Wiwin, salah seorang siswi mengatakan, kehidupan masyarakat di kampung ini menggambarkan interaksi yang menghargai perbedaan dan menghormati satu sama lain, meski dari etnis dan latar belakang sosial budaya yang berbeda.
“Mereka sangat-sangat erat ya. Rukun sekali, meskipun dari suku Jawa, dari suku Tionghoa. Ada juga yang Batak. Mereka tetap mau bersatu, mau menghargai, mau berkegiatan satu sama lain. Mereka pernah waktu itu ibadah bersama di sini dalam rangka merayakan Chinnes New Year,” ujar Wiwin.
Tirza, seorang siswi yang lain menuturkan, meski hidup dengan ekonomi terbatas, masyarakat di kampung pecinan Tambak Bayan tampak menjalani kehidupan tanpa beban.
BACA JUGA: TPS Bhinneka Tunggal Ika di Surabaya, Bawa Pesan Persatuan dan PerdamaianMereka saling berbagi dalam kehidupan sehari-hari, misalnya menggunakan fasilitas mandi dan dapur secara bersama-sama. Masyarakat di kampung pecinan Tambak Bayan hidup bahagia karena menganggap tetangganya adalah seperti keluarga sendiri.
“Tingkat kebahagiaan mereka lebih tinggi dari pada orang-orang di perkotaan, yang tinggal di daerah perumahan,” ujar Tirza sambil memuji toleransi di kawasan itu. Pasalnya, meski beragam suku, masyarakat tetap mempertahankan budaya Tionghoa.
“Walaupun keadaannya rumahnya yang sempit, atau dapurnya yang terbatas, mereka tetap bahagia. Karena hubungan antara tetangga dengan tetangga yang lain itu benar-benar erat, dan mereka itu tetangga-tetangga di kampung ini, itu sebagai keluarga mereka sendiri,” katanya.
Warga kampung pecinan Tambak Bayan, Danny Sumanjaya mengatakan, pengenalan terhadap sejarah dan realitas kehidupan masyarakat Tionghoa sangat penting untuk diketahui generasi muda sejak dini. Hal itu untuk menunjukkan bahwa masyarakat Tionghoa Indonesia juga memiliki peran dan tugas yang sama dengan etnis lain, untuk memajukan bangsa Indonesia.
“Di sini kan banyak asimiliasi. Juga kita bergaul dengan banyak sekali masyarakat yang lain, bahkan pertempuran 10 November, Tugu Pahlawan pun kita juga dulu ikut serta. Jadi kita tanamkan, kita perlihatkan pada mereka bahwa benar ada sejarah ini,” kata Danny.
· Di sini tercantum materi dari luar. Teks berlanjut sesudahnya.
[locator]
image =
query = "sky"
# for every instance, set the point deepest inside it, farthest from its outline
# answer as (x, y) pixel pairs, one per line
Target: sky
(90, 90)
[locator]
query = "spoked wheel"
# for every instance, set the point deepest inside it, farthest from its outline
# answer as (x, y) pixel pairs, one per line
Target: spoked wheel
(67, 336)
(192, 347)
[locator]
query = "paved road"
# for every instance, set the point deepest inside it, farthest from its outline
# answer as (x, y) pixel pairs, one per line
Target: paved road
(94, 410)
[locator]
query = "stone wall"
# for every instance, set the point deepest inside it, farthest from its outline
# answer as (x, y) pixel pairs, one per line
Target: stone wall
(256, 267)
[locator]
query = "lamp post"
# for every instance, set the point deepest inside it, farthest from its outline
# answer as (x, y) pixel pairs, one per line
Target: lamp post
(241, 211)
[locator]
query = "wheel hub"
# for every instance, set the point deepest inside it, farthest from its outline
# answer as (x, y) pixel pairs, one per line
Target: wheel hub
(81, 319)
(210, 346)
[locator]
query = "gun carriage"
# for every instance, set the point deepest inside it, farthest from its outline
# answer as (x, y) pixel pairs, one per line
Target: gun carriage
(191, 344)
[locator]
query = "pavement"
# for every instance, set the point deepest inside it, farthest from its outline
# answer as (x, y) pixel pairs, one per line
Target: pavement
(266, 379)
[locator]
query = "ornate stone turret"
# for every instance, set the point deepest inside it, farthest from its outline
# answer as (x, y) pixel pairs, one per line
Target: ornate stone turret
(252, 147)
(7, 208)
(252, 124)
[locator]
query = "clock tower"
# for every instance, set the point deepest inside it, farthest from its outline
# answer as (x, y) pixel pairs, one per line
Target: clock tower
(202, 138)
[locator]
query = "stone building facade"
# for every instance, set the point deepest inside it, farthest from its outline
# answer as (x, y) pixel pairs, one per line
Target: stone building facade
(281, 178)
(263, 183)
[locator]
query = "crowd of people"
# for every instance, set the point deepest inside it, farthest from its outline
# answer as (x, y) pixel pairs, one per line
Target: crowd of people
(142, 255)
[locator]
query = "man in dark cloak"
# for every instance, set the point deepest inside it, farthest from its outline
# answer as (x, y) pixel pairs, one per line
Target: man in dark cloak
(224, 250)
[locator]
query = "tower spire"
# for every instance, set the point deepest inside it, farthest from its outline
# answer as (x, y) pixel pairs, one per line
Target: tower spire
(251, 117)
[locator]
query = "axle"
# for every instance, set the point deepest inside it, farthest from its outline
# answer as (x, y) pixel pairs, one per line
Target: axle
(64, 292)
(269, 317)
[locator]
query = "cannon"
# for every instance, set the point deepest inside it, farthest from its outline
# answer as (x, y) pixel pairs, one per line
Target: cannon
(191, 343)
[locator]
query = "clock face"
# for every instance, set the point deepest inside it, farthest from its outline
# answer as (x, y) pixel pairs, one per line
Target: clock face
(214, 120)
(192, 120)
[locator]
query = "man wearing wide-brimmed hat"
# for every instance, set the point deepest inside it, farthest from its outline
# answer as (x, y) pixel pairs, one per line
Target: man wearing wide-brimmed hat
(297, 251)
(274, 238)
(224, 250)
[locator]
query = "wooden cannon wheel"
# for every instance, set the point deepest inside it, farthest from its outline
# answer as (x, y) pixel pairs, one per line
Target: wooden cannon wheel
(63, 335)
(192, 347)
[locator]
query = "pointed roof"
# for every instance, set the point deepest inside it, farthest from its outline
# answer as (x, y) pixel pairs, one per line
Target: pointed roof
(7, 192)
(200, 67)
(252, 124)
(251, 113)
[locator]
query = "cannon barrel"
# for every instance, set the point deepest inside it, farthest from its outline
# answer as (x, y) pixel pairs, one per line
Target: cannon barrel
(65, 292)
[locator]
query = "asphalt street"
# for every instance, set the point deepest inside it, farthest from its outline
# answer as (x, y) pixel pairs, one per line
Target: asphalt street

Michael Andrew menambahkan, pembelajaran realitas sosial ini diharapkan juga dipahami oleh masyarakat, sehingga mampu melihat sesama warga negara dari berbagai etnis dan sosial budaya yang berbeda sebagai satu derajat kemanusiaan.
“Harapan kami kepada masyarakat juga, untuk melihat bahwa realitas sosial kita tidak hanya ‘oh iya orang Tionghoa seperti begini, orang Jawa begini.’ Kita semua sama. Kita ini adalah Indonesia," kata Michael.
"Pesannya juga bisa melihat bahwa secara sosial ternyata kita meskipun secara ekonomi mungkin berbeda, tetapi kita juga sesama manusia yang harus dilihat setara, dilihat kemanusiaannya,” pungkasnya. [pr/ft]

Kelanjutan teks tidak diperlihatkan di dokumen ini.